In September, Sistema Toronto's Centre Directors along with several representatives from the admin team travelled to Chicago to attend the Fire Up! Retreat, hosted by the Academy for Impact Through Music (AIM). The retreat was an excellent opportunity to engage in discussions about teaching, leadership, and impact with other change-makers using music as their vehicle, including six Sistema-inspired organizations.
Amongst in-depth conversations surrounding innovative teaching methods and using music as a catalyst for social action, the Fire Up! Retreat paved the way for a deeper exploration of beauty in performances by young musicians. The most provocative question that came up during the retreat was what does it mean for a beginner group to perform beautifully? Can our students give a beautiful performance even at the earliest stages of technical and musical development?
Part of the AIM experience involves participants pursuing “Action Research” projects, where they carry out 6-week mini-experiments within their respective programs. Alex, of Sistema Toronto, suggested that we use this as an opportunity to examine the ways in which beginner performance can be beautiful.
Four of Sistema Toronto’s teaching artists volunteered to take part in this experiment while working with junior or intermediate classes. Each week, these teachers received prompts, leading questions and suggestions for class topics, and then worked with their students to discuss and carry out activities around beauty and performance. They filmed each of their classes and shared the recordings, sometimes providing written feedback on their classroom activities.
Ultimately, the Beauty Work project examined beauty in music education through six key topics:
Tone: the art of making beautiful sounds)
Ensemble: playing together, coordinating with peers and teachers
Creativity: understanding the decisions students make and how it impacts the audience
Intention: clarifying the message students aim to convey through their performance
Expression: utilizing musical tools, body language, movement, and facial expression
“Setting the Stage”: managing audience expectations and connecting before and after performances
Then, using these topics as a framework, participants sought to answer six big questions:
How do students understand beauty and what factors contribute to making their performances more or less beautiful?
How does beauty come across to the audience?
What will make an audience find a student performance more beautiful?
How aware are students of these things?
Do they think about beauty?
Are they aware of the audience’s reaction?
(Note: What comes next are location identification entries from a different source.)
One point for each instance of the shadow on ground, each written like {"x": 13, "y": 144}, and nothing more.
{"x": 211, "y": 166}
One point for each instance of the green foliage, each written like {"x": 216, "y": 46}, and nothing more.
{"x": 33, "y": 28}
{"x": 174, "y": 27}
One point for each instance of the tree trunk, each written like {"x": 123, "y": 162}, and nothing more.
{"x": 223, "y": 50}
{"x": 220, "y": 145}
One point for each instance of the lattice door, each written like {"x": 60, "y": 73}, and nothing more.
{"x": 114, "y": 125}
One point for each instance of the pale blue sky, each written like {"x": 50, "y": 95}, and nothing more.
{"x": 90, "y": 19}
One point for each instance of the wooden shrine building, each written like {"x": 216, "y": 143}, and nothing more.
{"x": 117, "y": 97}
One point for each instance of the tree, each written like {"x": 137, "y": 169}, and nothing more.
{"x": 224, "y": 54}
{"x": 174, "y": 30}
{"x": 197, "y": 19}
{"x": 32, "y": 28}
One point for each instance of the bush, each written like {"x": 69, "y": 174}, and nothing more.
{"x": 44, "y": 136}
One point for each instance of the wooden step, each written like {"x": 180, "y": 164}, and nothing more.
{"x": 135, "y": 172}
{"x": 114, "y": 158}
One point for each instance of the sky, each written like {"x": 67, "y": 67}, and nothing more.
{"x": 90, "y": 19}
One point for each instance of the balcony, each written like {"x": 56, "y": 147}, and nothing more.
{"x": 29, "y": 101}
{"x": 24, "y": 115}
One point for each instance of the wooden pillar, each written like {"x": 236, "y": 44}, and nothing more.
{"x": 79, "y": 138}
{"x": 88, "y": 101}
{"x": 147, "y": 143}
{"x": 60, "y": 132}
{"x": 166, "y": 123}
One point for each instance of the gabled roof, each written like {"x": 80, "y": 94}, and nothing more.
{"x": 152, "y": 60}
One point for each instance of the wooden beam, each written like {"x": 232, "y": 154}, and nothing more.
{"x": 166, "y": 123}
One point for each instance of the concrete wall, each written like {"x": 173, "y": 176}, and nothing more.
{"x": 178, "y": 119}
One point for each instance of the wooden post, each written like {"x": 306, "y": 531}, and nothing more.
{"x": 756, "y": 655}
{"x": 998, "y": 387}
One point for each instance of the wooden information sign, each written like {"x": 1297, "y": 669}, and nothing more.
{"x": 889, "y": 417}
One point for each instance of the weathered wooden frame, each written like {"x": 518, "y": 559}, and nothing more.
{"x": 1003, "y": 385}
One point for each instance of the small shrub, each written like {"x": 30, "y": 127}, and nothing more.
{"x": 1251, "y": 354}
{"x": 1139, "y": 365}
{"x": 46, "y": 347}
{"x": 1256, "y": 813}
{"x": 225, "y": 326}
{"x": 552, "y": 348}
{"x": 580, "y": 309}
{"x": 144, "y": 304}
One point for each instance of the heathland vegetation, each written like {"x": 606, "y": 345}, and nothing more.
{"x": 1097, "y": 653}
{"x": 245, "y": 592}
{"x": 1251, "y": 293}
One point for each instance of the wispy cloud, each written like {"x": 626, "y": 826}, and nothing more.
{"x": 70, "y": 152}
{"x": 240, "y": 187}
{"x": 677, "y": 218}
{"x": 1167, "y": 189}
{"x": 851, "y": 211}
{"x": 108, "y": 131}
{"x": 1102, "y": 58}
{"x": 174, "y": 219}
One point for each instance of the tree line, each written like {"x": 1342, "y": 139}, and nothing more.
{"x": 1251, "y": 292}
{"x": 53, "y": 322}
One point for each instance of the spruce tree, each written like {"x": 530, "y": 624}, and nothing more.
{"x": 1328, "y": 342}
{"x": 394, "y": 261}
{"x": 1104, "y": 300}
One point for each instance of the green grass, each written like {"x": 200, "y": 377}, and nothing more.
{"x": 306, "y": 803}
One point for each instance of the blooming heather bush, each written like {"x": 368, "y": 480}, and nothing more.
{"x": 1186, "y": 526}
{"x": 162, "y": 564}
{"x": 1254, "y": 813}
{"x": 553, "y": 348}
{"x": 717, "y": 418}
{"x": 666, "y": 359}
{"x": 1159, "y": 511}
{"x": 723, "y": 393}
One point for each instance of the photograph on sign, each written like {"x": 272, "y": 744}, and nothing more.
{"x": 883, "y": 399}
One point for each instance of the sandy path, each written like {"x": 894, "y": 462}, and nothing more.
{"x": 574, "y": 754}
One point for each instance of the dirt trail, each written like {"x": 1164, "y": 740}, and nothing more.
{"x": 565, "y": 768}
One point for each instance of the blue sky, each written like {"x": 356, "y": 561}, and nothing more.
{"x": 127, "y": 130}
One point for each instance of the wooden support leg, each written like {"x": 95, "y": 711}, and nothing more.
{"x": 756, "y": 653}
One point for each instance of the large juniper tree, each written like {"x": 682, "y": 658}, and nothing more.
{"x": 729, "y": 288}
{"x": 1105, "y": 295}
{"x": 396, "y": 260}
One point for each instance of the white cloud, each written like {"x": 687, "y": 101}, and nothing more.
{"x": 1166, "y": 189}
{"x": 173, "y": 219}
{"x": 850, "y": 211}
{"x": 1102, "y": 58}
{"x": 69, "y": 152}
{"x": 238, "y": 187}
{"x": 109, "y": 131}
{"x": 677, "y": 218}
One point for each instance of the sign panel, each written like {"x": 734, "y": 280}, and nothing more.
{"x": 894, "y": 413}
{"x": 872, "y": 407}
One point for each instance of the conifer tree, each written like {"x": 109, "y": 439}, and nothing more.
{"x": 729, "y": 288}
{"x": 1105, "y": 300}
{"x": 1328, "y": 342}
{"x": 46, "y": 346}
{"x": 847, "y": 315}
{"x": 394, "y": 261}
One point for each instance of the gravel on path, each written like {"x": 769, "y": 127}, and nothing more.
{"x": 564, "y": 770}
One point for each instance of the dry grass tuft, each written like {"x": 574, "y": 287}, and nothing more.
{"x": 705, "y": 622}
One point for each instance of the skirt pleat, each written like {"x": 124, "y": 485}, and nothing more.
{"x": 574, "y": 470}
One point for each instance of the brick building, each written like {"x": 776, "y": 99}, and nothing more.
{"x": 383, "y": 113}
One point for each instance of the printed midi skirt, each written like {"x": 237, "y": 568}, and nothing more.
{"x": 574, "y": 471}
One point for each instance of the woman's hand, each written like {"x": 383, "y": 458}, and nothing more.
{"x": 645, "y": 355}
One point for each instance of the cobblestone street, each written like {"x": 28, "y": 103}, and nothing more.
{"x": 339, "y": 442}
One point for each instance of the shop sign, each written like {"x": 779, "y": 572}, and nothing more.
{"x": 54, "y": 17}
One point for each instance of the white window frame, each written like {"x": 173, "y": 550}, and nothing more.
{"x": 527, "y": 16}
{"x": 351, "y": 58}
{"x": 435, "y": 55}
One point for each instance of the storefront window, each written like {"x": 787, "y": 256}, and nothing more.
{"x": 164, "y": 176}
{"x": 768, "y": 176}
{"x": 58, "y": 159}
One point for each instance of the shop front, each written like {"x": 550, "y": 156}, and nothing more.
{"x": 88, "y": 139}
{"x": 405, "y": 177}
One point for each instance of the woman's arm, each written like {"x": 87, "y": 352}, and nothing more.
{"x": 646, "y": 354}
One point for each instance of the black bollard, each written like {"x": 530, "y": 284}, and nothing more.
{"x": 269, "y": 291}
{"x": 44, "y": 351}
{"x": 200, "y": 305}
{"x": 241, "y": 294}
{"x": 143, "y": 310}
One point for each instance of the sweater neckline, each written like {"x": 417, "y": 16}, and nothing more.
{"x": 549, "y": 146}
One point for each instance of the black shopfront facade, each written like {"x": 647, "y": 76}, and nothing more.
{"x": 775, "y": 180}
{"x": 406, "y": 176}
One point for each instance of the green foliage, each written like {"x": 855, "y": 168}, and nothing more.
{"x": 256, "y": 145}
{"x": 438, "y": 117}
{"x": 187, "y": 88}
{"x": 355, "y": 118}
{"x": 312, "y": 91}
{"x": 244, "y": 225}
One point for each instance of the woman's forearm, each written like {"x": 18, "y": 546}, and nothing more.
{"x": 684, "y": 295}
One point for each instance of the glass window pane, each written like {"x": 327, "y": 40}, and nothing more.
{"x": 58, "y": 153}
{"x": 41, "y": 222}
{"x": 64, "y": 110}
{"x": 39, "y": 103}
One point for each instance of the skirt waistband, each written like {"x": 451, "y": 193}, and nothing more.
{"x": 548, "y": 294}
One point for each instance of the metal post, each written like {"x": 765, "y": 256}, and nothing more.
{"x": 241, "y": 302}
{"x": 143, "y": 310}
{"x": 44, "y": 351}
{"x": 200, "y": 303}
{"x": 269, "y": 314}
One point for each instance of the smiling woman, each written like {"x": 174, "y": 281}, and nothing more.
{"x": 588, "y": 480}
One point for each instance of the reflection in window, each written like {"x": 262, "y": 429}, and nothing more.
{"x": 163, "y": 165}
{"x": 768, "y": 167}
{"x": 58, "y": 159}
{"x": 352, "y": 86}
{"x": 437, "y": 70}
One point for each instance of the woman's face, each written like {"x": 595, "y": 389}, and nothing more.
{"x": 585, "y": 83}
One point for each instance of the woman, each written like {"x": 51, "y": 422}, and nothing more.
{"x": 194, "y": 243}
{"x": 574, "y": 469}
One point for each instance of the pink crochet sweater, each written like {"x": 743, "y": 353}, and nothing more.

The activities varied from class to class and teaching artists would integrate the beauty work with the music and learning that students were already doing. Here are some samples of outstanding classwork that took place:
In week two, Rae encouraged her students to practice elements of healthy tone, while Lucy worked with her students to listen, set goals, and play more together:
In week three, Rae’s students created movements to accompany their Canoe Song, while Kelvin’s students practiced non-musical sound effects on their instruments:
After the six-week experiment, our Teaching Artists were asked to provide feedback through an online questionnaire. This feedback suggested that the project had increased student awareness of their behaviour both on and off stage, improved communication skills (and understanding of the importance of communication) amongst the ensemble, and profoundly impacted students’ understanding of the role beauty plays in musical expression.
Below are some quotes from Sistema Toronto’s teaching artists when asked how student performances would improve thanks to this experiment:
“Taking the time to discuss the different aspects of performance in the 'Setting the Stage' week helped students air out their nerves and build the group's confidence leading up to the term concert. We came up with strategies for dealing with performance anxiety like breathing exercises and taking space between different sections of our piece.”
“[Students] now have a clearer sense of what makes a performance beautiful within the music itself as well as the other aspects such as personal conduct on stage before, during and after the performance.”
By challenging traditional norms and actively involving teachers and students in the exploration process, AIM has championed a more inclusive and nuanced understanding of musical excellence. It has become clear throughout this process that beauty in music goes beyond technical prowess; it is about crafting an experience that resonates deeply with both the performers and their audience.